Daß sie lüstern, lügnerisch, gefallsüchtig ist, daß sie sofort in Aktion tritt, sobald jemand sie weniger zu beachten scheint, daß sie den, der ihr naiv den Hof macht und sie offensichtlich bewundert, stehen läßt, ja daß sie die Prostituierte ganz in sich hat, ist mir nicht so neu, wie Du zu glauben scheinst, und hat mich auch weniger aufgeregt als meine, kurz vor meiner Abreise gemachte Wahrnehmung, daß sie unter all diesen Eigenschaften nicht leidet und sie nicht kontrolliert, sich nicht selbst niederhält.

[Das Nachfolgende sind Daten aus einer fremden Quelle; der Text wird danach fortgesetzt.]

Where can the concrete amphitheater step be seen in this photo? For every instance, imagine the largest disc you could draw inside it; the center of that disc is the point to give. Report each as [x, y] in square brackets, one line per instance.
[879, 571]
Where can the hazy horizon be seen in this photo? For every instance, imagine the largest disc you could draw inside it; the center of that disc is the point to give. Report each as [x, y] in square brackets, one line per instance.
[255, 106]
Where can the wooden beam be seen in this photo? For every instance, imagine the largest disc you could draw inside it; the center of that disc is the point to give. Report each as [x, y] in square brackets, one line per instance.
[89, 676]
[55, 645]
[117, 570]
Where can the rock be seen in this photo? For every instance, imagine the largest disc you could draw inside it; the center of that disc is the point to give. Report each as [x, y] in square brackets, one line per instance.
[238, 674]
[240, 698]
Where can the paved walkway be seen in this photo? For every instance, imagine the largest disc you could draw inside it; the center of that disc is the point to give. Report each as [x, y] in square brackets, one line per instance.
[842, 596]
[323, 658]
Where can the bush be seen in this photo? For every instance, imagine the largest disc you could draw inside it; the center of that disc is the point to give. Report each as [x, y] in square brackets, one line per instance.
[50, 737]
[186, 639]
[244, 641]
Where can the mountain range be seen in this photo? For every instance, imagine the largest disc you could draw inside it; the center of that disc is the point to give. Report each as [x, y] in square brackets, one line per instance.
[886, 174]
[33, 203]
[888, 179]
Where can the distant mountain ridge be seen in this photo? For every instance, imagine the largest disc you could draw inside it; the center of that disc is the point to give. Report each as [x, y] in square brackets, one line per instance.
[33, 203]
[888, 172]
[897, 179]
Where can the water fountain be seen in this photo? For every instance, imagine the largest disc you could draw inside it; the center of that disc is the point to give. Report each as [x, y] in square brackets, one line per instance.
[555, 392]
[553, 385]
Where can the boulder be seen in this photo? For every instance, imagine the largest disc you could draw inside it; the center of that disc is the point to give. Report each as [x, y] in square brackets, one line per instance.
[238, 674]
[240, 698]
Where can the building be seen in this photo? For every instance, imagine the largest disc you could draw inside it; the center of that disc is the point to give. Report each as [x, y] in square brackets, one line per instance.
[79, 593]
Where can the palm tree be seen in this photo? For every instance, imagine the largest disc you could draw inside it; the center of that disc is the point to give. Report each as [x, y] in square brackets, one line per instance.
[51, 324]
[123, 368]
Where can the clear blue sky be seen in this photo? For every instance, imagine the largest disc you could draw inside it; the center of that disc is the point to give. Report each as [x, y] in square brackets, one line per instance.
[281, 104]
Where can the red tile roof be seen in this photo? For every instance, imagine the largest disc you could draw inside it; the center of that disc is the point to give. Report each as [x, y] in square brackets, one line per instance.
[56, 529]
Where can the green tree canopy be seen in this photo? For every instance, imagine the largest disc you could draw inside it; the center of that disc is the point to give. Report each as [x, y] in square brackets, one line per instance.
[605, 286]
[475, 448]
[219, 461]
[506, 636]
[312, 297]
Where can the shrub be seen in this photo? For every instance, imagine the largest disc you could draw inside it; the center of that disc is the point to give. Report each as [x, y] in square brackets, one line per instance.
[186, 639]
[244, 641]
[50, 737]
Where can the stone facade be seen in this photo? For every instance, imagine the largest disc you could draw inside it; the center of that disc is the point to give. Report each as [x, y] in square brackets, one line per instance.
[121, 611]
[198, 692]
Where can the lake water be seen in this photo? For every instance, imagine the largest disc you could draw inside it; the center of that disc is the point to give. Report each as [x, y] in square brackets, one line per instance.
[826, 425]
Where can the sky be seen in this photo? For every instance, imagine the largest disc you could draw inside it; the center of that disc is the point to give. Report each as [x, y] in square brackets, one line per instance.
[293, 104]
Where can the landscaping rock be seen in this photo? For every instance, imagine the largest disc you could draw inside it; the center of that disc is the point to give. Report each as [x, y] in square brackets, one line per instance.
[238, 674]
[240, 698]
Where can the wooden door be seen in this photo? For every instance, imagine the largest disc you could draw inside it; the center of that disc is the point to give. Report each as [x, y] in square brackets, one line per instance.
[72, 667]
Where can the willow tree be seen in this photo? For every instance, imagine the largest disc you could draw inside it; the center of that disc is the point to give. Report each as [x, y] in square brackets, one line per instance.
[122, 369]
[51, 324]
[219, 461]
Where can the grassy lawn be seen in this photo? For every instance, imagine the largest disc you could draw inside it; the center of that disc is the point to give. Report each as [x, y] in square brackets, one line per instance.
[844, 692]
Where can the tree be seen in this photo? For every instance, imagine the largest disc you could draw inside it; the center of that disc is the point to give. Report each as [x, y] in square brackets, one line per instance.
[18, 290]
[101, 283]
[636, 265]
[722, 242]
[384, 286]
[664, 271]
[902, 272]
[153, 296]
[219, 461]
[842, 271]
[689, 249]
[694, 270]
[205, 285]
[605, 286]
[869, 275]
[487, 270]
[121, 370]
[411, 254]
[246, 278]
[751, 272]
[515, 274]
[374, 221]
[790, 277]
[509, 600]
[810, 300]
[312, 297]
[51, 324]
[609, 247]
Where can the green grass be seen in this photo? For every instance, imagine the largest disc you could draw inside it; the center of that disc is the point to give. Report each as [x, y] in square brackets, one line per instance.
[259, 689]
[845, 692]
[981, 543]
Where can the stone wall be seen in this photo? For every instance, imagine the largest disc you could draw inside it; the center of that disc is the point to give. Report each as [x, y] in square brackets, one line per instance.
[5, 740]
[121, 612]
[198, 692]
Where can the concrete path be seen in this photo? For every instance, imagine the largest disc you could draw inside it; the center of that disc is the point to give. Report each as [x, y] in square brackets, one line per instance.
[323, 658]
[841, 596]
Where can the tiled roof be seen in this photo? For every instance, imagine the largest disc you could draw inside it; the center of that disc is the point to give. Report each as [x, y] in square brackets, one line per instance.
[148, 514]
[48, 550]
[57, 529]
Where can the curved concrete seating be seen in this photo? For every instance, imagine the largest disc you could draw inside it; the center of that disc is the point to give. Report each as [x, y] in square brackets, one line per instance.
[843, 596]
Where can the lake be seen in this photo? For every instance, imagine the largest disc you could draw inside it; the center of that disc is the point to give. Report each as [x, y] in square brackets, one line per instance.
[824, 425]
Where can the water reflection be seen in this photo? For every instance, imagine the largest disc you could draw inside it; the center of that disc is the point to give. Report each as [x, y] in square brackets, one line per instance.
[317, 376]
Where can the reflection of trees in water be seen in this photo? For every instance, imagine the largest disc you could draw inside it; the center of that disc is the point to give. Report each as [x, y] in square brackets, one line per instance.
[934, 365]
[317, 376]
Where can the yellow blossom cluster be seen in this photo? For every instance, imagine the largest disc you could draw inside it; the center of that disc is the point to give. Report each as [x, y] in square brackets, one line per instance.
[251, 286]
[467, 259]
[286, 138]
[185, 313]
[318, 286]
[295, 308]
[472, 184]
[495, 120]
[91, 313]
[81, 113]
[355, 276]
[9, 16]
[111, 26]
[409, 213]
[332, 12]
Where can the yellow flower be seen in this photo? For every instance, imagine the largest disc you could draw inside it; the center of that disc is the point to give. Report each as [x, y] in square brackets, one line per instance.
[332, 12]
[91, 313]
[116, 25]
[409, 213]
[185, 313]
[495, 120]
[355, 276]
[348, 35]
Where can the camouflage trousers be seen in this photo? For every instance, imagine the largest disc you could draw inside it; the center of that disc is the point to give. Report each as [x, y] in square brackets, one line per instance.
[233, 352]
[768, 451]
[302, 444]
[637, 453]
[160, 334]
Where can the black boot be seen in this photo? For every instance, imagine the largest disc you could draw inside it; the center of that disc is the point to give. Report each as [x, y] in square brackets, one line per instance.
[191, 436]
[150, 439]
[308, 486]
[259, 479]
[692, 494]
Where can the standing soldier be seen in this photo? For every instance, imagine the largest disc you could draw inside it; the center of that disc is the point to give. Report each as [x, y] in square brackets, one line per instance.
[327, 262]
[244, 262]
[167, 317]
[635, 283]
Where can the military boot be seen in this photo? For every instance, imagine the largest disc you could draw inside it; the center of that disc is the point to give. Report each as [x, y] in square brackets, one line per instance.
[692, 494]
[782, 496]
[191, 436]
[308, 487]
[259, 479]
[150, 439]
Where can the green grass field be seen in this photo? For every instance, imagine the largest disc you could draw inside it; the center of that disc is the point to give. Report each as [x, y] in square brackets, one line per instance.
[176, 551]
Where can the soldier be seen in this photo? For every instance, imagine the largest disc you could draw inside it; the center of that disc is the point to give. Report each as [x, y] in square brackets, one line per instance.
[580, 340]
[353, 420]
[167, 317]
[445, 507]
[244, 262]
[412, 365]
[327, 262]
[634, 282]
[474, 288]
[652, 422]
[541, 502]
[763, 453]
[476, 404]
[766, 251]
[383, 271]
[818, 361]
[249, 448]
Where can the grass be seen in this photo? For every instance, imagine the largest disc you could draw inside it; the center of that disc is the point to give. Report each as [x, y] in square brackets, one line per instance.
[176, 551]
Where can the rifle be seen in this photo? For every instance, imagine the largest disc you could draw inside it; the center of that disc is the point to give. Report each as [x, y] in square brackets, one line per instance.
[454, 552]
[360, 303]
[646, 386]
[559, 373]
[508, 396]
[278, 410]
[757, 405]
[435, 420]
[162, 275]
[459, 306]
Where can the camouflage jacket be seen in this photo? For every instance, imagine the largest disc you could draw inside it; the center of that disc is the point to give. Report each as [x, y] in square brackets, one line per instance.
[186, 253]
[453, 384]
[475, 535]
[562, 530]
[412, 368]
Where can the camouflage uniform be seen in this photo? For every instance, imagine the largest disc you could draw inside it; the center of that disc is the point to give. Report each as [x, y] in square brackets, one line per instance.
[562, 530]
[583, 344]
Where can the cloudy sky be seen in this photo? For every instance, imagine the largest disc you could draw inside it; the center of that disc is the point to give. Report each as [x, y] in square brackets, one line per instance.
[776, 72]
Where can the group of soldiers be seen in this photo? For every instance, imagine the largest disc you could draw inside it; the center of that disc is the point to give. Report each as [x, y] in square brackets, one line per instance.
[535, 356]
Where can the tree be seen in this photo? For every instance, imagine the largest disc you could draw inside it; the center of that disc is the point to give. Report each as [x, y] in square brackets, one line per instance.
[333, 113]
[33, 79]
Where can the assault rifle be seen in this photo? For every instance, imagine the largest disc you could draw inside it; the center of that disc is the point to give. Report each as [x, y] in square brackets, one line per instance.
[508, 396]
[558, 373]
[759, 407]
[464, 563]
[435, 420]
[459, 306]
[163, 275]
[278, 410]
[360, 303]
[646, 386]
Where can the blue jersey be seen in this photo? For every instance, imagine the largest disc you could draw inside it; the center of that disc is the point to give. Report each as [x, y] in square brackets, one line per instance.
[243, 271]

Von mir hast Du eine viel zu gute Meinung, das sehe ich immer wieder. Freilich ist auch dieses Bekenntnis, das ich Dir mache, von meiner verfluchten Eitelkeit wieder begleitet.

Das Gefühl, nicht wieder lieben zu können, kenne ich leider auch sehr genau. Dir glaube ich es nicht ganz. Hoffentlich bist Du einverstanden mit dieser ersten Stenographie.

Ansichtskarte Bad Altfähr (Rügen) 16. August 1902

Das Meer . . . .

Crampas, 17. August 1902 Samstag, Abend

Lieber Freund!

Es freut mich sehr, daß ich Deinem Wunsche zuvorgekommen bin. Bereits heute mittags habe ich von einem Orte der Insel, an den ich, statt in Stralsund die Abfahrt meines Zuges abzuwarten, mich hatte übersetzen lassen, Dir eine Ansicht geschickt – die beste, die zu haben war. Hoffentlich hast Du sie zur Zeit bereits.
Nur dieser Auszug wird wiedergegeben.